Developer Center

Resources to get you started with Algorithmia

XGBoost

Updated

Welcome to deploying your XGBoost model on Algorithmia!

There are multiple ways to deploy your models on Algorithmia, depending on your workflow. This guide first shows you how to use the web UI to create and deploy your Algorithm. If you prefer a code-only approach to deployment, you can review the sample notebook tutorial at the end, to train and deploy a model to Algorithmia from scratch.

Table of Contents

Deploying through Web UI

Prerequisites

Before you get started deploying your pre-trained model on Algorithmia, there are a few things you’ll want to do first:

Save your Pre-Trained Model

You’ll want to do the training and saving of your model on your local machine, or the platform you’re using for training, before you deploy it to production on the Algorithmia platform.

Create a Data Collection

Host your data where you want and serve it to your model with Algorithmia’s Data API.

In this guide we’ll use Algorithmia’s Hosted Data Collection, but you can host it in S3 or Dropbox as well. Alternatively, if your data lies in a database, check out how we connected to a DynamoDB database.

First, you’ll want to create a data collection to host any data associated with your model and your XGBoost model itself.

  • Log into your Algorithmia account and create a data collection via the Data Collections page.

  • Click on “Add Collection” under the “My Collections” section.

  • After you create your collection you can set the read and write access on your data collection.

Create a data collection

For more information check out: Data Collection Types.

Note, that you can also use the Data API to create data collections and upload files.

Host Your Model File

Next, upload your serialized model to your newly created data collection.

  • Load model by clicking box “Drop files here to upload”

  • Note the path to your data collection and the zip folder: data://user_name/collections_name/model.zip

Create a data collection

Create your Algorithm

Hopefully you’ve already followed along with the Getting Started Guide for algorithm development. If not, you might want to check it out in order to understand the various permission types, how to enable a GPU environment, and use the CLI.

Once you’ve gone through the Getting Started Guide, you’ll notice that when you’ve created your algorithm, there is boilerplate code in the editor that returns “Hello” and whatever you input to the console.

The main thing to note about the algorithm is that it’s wrapped in the apply() function.

The apply() function defines the input point of the algorithm. We use the apply() function in order to make different algorithms standardized. This makes them easily chained and helps authors think about designing their algorithms in a way that makes them easy to leverage and predictable for end users.

Go ahead and remove the boilerplate code below that’s inside the apply() function on line 6, but leave the apply() function intact:

Algorithm console Python

Set your Dependencies

Now is the time to set your dependencies that your model relies on.

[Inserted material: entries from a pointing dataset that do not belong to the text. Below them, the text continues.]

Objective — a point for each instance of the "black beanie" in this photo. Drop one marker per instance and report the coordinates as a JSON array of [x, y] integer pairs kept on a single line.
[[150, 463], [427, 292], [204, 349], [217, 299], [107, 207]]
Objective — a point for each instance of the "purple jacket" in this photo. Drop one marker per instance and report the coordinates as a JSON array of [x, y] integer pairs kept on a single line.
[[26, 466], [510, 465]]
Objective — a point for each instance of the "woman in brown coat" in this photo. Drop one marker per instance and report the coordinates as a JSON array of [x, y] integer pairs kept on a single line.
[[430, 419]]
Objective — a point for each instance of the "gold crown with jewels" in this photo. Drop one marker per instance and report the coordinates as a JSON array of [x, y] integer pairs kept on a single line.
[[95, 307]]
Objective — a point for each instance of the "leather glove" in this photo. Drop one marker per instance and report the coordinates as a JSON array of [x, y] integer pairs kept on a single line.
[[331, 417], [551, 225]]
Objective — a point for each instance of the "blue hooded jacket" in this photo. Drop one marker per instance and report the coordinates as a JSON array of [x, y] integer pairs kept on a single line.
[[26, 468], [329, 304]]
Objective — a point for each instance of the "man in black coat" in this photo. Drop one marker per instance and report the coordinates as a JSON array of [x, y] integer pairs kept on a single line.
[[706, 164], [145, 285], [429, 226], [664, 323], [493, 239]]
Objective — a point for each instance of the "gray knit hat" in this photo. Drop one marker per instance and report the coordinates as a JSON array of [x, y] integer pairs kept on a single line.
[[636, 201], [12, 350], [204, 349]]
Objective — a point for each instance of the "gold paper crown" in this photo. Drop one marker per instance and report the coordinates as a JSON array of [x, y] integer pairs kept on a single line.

  • Click on the “Dependencies” button at the top right of the UI and list your packages under the required ones already listed and click “Save Dependencies” on the bottom right corner.

Set your dependencies

numpy
xgboost
joblib

Load your Model

Here is where you load and run your model which will be called by the apply() function.

When you load your model, our recommendation is to preload your model in a separate function external to the apply() function.

This is because when a model is first loaded it can take time to load depending on the file size.

Then, with all subsequent calls only the apply() function gets called which will be much faster since your model is already loaded.

If you are authoring an algorithm, avoid using the ‘.my’ pseudonym in the source code. When the algorithm is executed, ‘.my’ will be interpreted as the user name of the user who called the algorithm, rather than the author’s user name.

Note that you always want to create valid JSON input and output in your algorithm. For examples see the Algorithm Development Guides.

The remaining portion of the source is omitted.